Zakir Hussain brings his Masters of Percussion to town on Sunday.

Guitar fireworks are only part of a spring-kicking weekend that stretches north and south of Boston. The biggest guitar blowout goes down just over the New Hampshire border on Friday at the Hampton Beach Casino Ballroom with Experience Hendrix, a tour with Jimi’s bassist Billy Cox and an all-star lineup of axe-slingers in Buddy Guy, Eric Johnson, Dweezil Zappa, Johnny Lang, Kenny Wayne Shepherd and Zakk Wylde (a Hendrix tribute also may cap next Thursday’s Ultimate Guitar Experience show with Uli Jon Roth, Jennifer Batten and Andy Timmons just to the west at Londonderry’s Tupelo Music Hall).————————————————

Back in town, guitarist Jose Gonzalez and yMUSIC merge chamber textures at the Berklee Performance Center on Friday, while New Orleans’ Galactic lays down thick, heady grooves at House of Blues and Tuareg guitar hero Bombino unleashes his desert rock at the Sinclair. Boston’s keyboard and percussion-colored Alloy Orchestra presents live scoring to “Man with a Movie Camera” and “L’inhumaine (The Inhuman Woman)” — singularly or as a double feature — at the Somerville Theatre. And a bit north at Beverly’s refurbished Cabot Theatre, Kansas (still with original drummer Phil Ehart and guitarist Rich Williams) carries on with wayward resolve behind an upcoming new album on Friday, while British blues legend John Mayall, now 82, brings his band to the Cabot on Saturday (before he heads south to the Narrows Center for the Arts in Fall River on Sunday).

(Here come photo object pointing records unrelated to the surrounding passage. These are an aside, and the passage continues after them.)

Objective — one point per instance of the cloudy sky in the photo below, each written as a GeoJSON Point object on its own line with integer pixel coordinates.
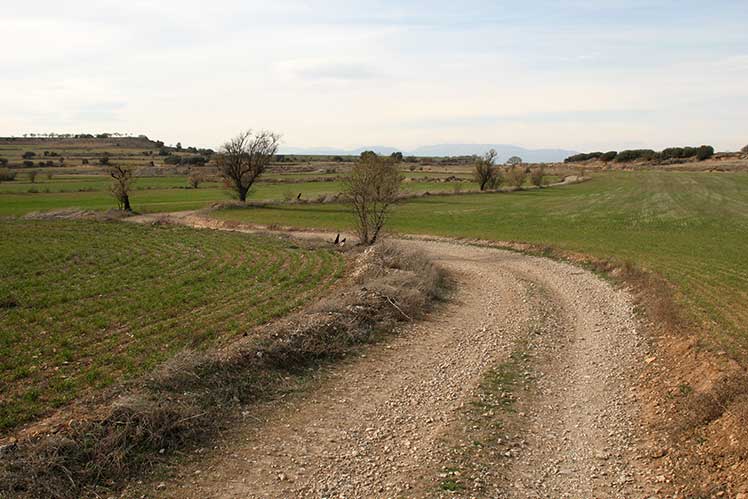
{"type": "Point", "coordinates": [578, 74]}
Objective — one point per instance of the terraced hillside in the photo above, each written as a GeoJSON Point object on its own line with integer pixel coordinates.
{"type": "Point", "coordinates": [84, 304]}
{"type": "Point", "coordinates": [690, 227]}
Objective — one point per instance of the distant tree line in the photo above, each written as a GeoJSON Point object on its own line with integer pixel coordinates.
{"type": "Point", "coordinates": [701, 153]}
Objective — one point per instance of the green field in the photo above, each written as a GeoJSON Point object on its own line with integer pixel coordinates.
{"type": "Point", "coordinates": [158, 194]}
{"type": "Point", "coordinates": [692, 228]}
{"type": "Point", "coordinates": [86, 304]}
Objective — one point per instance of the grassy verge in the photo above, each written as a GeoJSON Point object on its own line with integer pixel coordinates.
{"type": "Point", "coordinates": [84, 304]}
{"type": "Point", "coordinates": [690, 228]}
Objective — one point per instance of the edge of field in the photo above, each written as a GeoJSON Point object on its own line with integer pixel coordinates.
{"type": "Point", "coordinates": [103, 442]}
{"type": "Point", "coordinates": [694, 398]}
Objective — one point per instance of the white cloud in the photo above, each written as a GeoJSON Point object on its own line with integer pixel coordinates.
{"type": "Point", "coordinates": [399, 73]}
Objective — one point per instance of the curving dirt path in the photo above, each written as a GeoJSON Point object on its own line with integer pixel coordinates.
{"type": "Point", "coordinates": [401, 420]}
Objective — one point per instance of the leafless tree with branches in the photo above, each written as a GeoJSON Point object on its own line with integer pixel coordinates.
{"type": "Point", "coordinates": [371, 188]}
{"type": "Point", "coordinates": [244, 158]}
{"type": "Point", "coordinates": [486, 173]}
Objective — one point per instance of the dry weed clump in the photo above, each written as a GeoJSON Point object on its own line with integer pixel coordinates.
{"type": "Point", "coordinates": [189, 397]}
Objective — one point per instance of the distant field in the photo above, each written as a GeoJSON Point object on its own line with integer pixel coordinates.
{"type": "Point", "coordinates": [84, 304]}
{"type": "Point", "coordinates": [156, 194]}
{"type": "Point", "coordinates": [690, 227]}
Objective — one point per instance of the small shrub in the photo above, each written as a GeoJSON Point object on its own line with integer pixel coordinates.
{"type": "Point", "coordinates": [371, 188]}
{"type": "Point", "coordinates": [609, 156]}
{"type": "Point", "coordinates": [636, 154]}
{"type": "Point", "coordinates": [577, 158]}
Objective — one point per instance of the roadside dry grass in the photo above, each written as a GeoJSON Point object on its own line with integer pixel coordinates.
{"type": "Point", "coordinates": [195, 393]}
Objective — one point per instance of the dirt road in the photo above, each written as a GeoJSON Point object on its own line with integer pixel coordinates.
{"type": "Point", "coordinates": [411, 418]}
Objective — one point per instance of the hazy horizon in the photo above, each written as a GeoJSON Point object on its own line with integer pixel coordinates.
{"type": "Point", "coordinates": [577, 75]}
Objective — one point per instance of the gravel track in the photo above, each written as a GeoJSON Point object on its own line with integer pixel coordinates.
{"type": "Point", "coordinates": [387, 424]}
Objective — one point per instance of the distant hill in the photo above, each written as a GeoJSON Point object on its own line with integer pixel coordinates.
{"type": "Point", "coordinates": [504, 151]}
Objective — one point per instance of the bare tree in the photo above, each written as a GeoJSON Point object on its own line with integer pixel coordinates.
{"type": "Point", "coordinates": [244, 158]}
{"type": "Point", "coordinates": [372, 188]}
{"type": "Point", "coordinates": [122, 179]}
{"type": "Point", "coordinates": [516, 176]}
{"type": "Point", "coordinates": [514, 161]}
{"type": "Point", "coordinates": [486, 171]}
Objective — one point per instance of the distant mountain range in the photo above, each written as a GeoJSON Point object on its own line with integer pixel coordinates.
{"type": "Point", "coordinates": [504, 151]}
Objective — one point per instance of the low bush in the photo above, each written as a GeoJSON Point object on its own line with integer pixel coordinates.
{"type": "Point", "coordinates": [578, 158]}
{"type": "Point", "coordinates": [628, 156]}
{"type": "Point", "coordinates": [609, 156]}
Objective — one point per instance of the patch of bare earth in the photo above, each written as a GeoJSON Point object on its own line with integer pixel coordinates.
{"type": "Point", "coordinates": [523, 385]}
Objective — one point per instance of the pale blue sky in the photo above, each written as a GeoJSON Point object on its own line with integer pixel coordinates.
{"type": "Point", "coordinates": [574, 74]}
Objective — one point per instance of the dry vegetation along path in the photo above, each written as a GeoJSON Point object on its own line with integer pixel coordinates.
{"type": "Point", "coordinates": [521, 386]}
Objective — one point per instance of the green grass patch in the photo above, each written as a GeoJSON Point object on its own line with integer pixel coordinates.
{"type": "Point", "coordinates": [692, 228]}
{"type": "Point", "coordinates": [88, 304]}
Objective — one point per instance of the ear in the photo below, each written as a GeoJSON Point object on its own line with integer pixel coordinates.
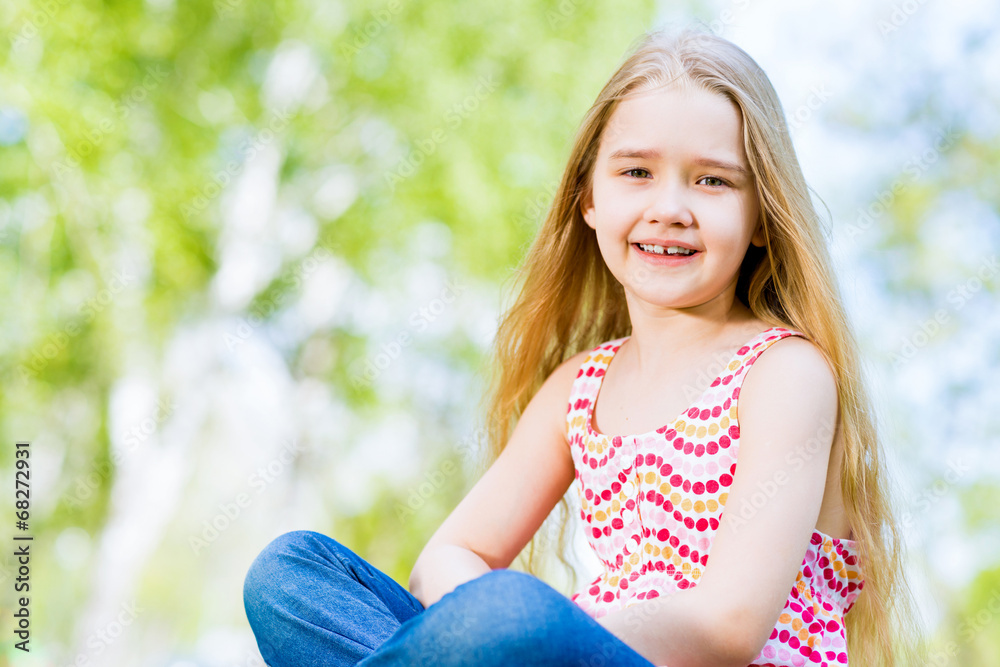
{"type": "Point", "coordinates": [587, 208]}
{"type": "Point", "coordinates": [758, 235]}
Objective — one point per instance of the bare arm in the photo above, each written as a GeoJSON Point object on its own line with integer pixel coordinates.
{"type": "Point", "coordinates": [501, 513]}
{"type": "Point", "coordinates": [788, 405]}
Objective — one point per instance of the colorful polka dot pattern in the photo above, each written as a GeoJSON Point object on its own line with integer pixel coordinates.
{"type": "Point", "coordinates": [651, 504]}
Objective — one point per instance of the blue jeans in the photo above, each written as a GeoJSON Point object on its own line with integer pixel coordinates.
{"type": "Point", "coordinates": [312, 601]}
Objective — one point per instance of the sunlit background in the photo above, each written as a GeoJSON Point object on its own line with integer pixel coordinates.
{"type": "Point", "coordinates": [253, 254]}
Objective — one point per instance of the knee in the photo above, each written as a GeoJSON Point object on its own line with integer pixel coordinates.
{"type": "Point", "coordinates": [502, 606]}
{"type": "Point", "coordinates": [275, 565]}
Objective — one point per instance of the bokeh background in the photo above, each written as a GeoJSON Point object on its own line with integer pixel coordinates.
{"type": "Point", "coordinates": [253, 253]}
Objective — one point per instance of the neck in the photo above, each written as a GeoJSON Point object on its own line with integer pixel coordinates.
{"type": "Point", "coordinates": [662, 337]}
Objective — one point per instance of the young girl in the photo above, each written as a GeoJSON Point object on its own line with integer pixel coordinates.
{"type": "Point", "coordinates": [681, 252]}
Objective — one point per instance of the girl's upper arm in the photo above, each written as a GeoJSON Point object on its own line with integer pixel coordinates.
{"type": "Point", "coordinates": [505, 508]}
{"type": "Point", "coordinates": [787, 414]}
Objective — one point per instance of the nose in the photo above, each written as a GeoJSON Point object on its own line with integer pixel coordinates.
{"type": "Point", "coordinates": [669, 203]}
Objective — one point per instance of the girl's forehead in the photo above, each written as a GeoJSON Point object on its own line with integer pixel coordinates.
{"type": "Point", "coordinates": [674, 117]}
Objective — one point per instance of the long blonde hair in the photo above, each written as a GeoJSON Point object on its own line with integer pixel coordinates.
{"type": "Point", "coordinates": [569, 302]}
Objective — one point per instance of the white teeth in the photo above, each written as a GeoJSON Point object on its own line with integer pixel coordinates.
{"type": "Point", "coordinates": [672, 250]}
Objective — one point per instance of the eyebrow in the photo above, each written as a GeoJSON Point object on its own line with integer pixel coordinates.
{"type": "Point", "coordinates": [649, 154]}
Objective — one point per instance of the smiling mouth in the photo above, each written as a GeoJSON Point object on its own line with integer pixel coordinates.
{"type": "Point", "coordinates": [660, 251]}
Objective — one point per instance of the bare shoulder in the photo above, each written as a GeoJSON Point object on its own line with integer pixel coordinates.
{"type": "Point", "coordinates": [794, 371]}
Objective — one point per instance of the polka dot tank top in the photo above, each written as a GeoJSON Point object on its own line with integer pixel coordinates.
{"type": "Point", "coordinates": [651, 503]}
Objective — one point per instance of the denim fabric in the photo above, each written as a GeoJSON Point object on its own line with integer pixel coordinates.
{"type": "Point", "coordinates": [312, 601]}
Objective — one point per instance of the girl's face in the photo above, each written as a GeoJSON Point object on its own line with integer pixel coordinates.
{"type": "Point", "coordinates": [671, 170]}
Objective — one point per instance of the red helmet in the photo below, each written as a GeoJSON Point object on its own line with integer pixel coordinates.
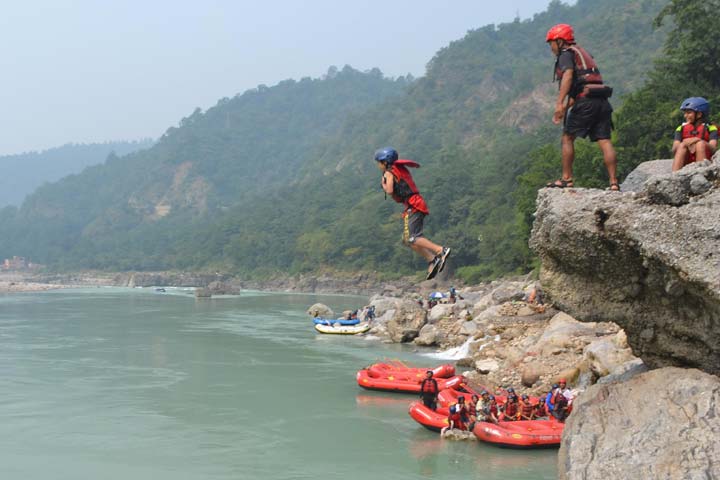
{"type": "Point", "coordinates": [561, 31]}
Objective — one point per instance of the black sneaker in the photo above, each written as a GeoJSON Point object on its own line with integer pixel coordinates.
{"type": "Point", "coordinates": [433, 267]}
{"type": "Point", "coordinates": [443, 257]}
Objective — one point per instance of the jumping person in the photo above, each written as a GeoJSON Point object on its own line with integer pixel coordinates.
{"type": "Point", "coordinates": [695, 139]}
{"type": "Point", "coordinates": [582, 103]}
{"type": "Point", "coordinates": [398, 183]}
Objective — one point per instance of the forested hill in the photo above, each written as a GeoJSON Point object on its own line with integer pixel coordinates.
{"type": "Point", "coordinates": [24, 172]}
{"type": "Point", "coordinates": [281, 179]}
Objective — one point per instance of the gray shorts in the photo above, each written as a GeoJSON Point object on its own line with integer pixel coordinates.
{"type": "Point", "coordinates": [413, 226]}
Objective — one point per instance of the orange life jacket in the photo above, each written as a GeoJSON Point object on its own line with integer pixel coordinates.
{"type": "Point", "coordinates": [586, 70]}
{"type": "Point", "coordinates": [429, 385]}
{"type": "Point", "coordinates": [511, 409]}
{"type": "Point", "coordinates": [404, 186]}
{"type": "Point", "coordinates": [404, 189]}
{"type": "Point", "coordinates": [701, 131]}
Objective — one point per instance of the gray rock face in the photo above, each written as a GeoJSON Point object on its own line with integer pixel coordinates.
{"type": "Point", "coordinates": [320, 310]}
{"type": "Point", "coordinates": [649, 262]}
{"type": "Point", "coordinates": [636, 179]}
{"type": "Point", "coordinates": [429, 335]}
{"type": "Point", "coordinates": [406, 322]}
{"type": "Point", "coordinates": [440, 311]}
{"type": "Point", "coordinates": [660, 424]}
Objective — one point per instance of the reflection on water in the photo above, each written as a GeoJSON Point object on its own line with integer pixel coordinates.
{"type": "Point", "coordinates": [118, 384]}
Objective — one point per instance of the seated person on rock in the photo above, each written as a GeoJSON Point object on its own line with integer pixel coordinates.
{"type": "Point", "coordinates": [558, 404]}
{"type": "Point", "coordinates": [472, 411]}
{"type": "Point", "coordinates": [527, 409]}
{"type": "Point", "coordinates": [534, 299]}
{"type": "Point", "coordinates": [696, 139]}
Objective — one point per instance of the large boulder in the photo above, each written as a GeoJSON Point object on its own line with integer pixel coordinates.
{"type": "Point", "coordinates": [637, 178]}
{"type": "Point", "coordinates": [659, 424]}
{"type": "Point", "coordinates": [648, 261]}
{"type": "Point", "coordinates": [429, 335]}
{"type": "Point", "coordinates": [561, 333]}
{"type": "Point", "coordinates": [406, 322]}
{"type": "Point", "coordinates": [440, 311]}
{"type": "Point", "coordinates": [608, 354]}
{"type": "Point", "coordinates": [320, 310]}
{"type": "Point", "coordinates": [382, 304]}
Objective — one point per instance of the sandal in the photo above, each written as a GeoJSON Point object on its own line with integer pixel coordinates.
{"type": "Point", "coordinates": [561, 183]}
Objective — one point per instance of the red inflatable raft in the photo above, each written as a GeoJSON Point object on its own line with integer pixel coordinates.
{"type": "Point", "coordinates": [400, 381]}
{"type": "Point", "coordinates": [441, 371]}
{"type": "Point", "coordinates": [518, 434]}
{"type": "Point", "coordinates": [434, 420]}
{"type": "Point", "coordinates": [449, 397]}
{"type": "Point", "coordinates": [521, 434]}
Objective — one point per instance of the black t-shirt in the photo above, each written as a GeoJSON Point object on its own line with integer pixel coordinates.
{"type": "Point", "coordinates": [566, 60]}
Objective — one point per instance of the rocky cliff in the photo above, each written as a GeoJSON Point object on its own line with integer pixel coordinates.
{"type": "Point", "coordinates": [648, 260]}
{"type": "Point", "coordinates": [619, 432]}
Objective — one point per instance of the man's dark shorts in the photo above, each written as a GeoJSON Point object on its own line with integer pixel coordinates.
{"type": "Point", "coordinates": [589, 116]}
{"type": "Point", "coordinates": [415, 223]}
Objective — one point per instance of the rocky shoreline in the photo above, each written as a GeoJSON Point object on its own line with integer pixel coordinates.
{"type": "Point", "coordinates": [499, 340]}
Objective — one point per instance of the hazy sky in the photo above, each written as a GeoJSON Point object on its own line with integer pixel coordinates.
{"type": "Point", "coordinates": [89, 71]}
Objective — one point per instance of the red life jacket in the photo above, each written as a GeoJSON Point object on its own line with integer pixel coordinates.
{"type": "Point", "coordinates": [457, 419]}
{"type": "Point", "coordinates": [586, 70]}
{"type": "Point", "coordinates": [511, 409]}
{"type": "Point", "coordinates": [691, 131]}
{"type": "Point", "coordinates": [404, 189]}
{"type": "Point", "coordinates": [526, 409]}
{"type": "Point", "coordinates": [429, 385]}
{"type": "Point", "coordinates": [558, 399]}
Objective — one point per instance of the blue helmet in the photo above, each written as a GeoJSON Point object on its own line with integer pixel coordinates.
{"type": "Point", "coordinates": [696, 104]}
{"type": "Point", "coordinates": [387, 155]}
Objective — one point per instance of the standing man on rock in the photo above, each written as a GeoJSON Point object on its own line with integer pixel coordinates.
{"type": "Point", "coordinates": [582, 103]}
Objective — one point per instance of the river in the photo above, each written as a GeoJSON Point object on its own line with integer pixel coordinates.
{"type": "Point", "coordinates": [110, 383]}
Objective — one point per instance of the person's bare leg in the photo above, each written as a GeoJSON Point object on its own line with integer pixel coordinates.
{"type": "Point", "coordinates": [567, 143]}
{"type": "Point", "coordinates": [424, 252]}
{"type": "Point", "coordinates": [681, 155]}
{"type": "Point", "coordinates": [701, 151]}
{"type": "Point", "coordinates": [610, 159]}
{"type": "Point", "coordinates": [431, 248]}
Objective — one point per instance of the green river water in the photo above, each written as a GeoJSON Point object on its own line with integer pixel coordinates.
{"type": "Point", "coordinates": [134, 384]}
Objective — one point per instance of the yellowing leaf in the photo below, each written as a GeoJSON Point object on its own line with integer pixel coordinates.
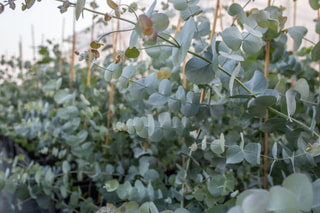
{"type": "Point", "coordinates": [146, 24]}
{"type": "Point", "coordinates": [112, 4]}
{"type": "Point", "coordinates": [95, 45]}
{"type": "Point", "coordinates": [164, 74]}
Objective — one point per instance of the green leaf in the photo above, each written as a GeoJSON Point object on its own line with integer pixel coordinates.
{"type": "Point", "coordinates": [191, 11]}
{"type": "Point", "coordinates": [53, 84]}
{"type": "Point", "coordinates": [215, 62]}
{"type": "Point", "coordinates": [116, 69]}
{"type": "Point", "coordinates": [232, 37]}
{"type": "Point", "coordinates": [157, 100]}
{"type": "Point", "coordinates": [315, 4]}
{"type": "Point", "coordinates": [248, 192]}
{"type": "Point", "coordinates": [252, 44]}
{"type": "Point", "coordinates": [132, 52]}
{"type": "Point", "coordinates": [112, 185]}
{"type": "Point", "coordinates": [199, 71]}
{"type": "Point", "coordinates": [130, 207]}
{"type": "Point", "coordinates": [255, 203]}
{"type": "Point", "coordinates": [217, 146]}
{"type": "Point", "coordinates": [257, 106]}
{"type": "Point", "coordinates": [160, 21]}
{"type": "Point", "coordinates": [302, 87]}
{"type": "Point", "coordinates": [29, 3]}
{"type": "Point", "coordinates": [2, 180]}
{"type": "Point", "coordinates": [252, 153]}
{"type": "Point", "coordinates": [181, 210]}
{"type": "Point", "coordinates": [282, 200]}
{"type": "Point", "coordinates": [79, 7]}
{"type": "Point", "coordinates": [291, 102]}
{"type": "Point", "coordinates": [234, 74]}
{"type": "Point", "coordinates": [165, 87]}
{"type": "Point", "coordinates": [112, 4]}
{"type": "Point", "coordinates": [65, 167]}
{"type": "Point", "coordinates": [148, 207]}
{"type": "Point", "coordinates": [236, 10]}
{"type": "Point", "coordinates": [297, 33]}
{"type": "Point", "coordinates": [138, 123]}
{"type": "Point", "coordinates": [301, 186]}
{"type": "Point", "coordinates": [234, 155]}
{"type": "Point", "coordinates": [235, 209]}
{"type": "Point", "coordinates": [49, 177]}
{"type": "Point", "coordinates": [252, 31]}
{"type": "Point", "coordinates": [180, 4]}
{"type": "Point", "coordinates": [63, 96]}
{"type": "Point", "coordinates": [84, 100]}
{"type": "Point", "coordinates": [273, 125]}
{"type": "Point", "coordinates": [165, 120]}
{"type": "Point", "coordinates": [315, 53]}
{"type": "Point", "coordinates": [184, 38]}
{"type": "Point", "coordinates": [74, 199]}
{"type": "Point", "coordinates": [44, 201]}
{"type": "Point", "coordinates": [68, 112]}
{"type": "Point", "coordinates": [316, 190]}
{"type": "Point", "coordinates": [318, 27]}
{"type": "Point", "coordinates": [258, 83]}
{"type": "Point", "coordinates": [233, 56]}
{"type": "Point", "coordinates": [151, 125]}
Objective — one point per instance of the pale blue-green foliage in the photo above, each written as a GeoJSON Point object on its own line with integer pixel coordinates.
{"type": "Point", "coordinates": [297, 194]}
{"type": "Point", "coordinates": [180, 154]}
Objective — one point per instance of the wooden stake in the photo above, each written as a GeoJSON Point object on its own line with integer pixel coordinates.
{"type": "Point", "coordinates": [21, 64]}
{"type": "Point", "coordinates": [266, 136]}
{"type": "Point", "coordinates": [71, 73]}
{"type": "Point", "coordinates": [33, 43]}
{"type": "Point", "coordinates": [90, 55]}
{"type": "Point", "coordinates": [319, 40]}
{"type": "Point", "coordinates": [215, 20]}
{"type": "Point", "coordinates": [221, 19]}
{"type": "Point", "coordinates": [115, 43]}
{"type": "Point", "coordinates": [61, 48]}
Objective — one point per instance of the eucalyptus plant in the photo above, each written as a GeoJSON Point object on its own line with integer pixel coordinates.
{"type": "Point", "coordinates": [188, 124]}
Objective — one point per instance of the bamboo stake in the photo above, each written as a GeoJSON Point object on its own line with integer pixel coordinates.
{"type": "Point", "coordinates": [90, 55]}
{"type": "Point", "coordinates": [61, 47]}
{"type": "Point", "coordinates": [215, 20]}
{"type": "Point", "coordinates": [221, 20]}
{"type": "Point", "coordinates": [71, 74]}
{"type": "Point", "coordinates": [21, 64]}
{"type": "Point", "coordinates": [215, 17]}
{"type": "Point", "coordinates": [294, 18]}
{"type": "Point", "coordinates": [319, 40]}
{"type": "Point", "coordinates": [115, 42]}
{"type": "Point", "coordinates": [266, 136]}
{"type": "Point", "coordinates": [33, 43]}
{"type": "Point", "coordinates": [178, 27]}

Back to guitar thrills, the virtuoso Joe Satriani lets his six-string ring at the Orpheum on Saturday, boosted by impressive drummer Marco Minnemann. Or for an alternate vibe, the David Wax Museum brings a rounded indie-rock flair to its Mexican folk rhythms on a double bill with string-laced local upstarts Darlingside at the Sinclair the same night (look for jewelry made out of DWM violinist Suz Slezak’s old donkey jawbone teeth at the merch table). Finally, Sunday offers a pair of extreme differences in California post-hardcore slammers Slaves at the Brighton Music Hall and Indian tabla master Zakir Hussain & Masters of Percussion at the Sanders Theatre.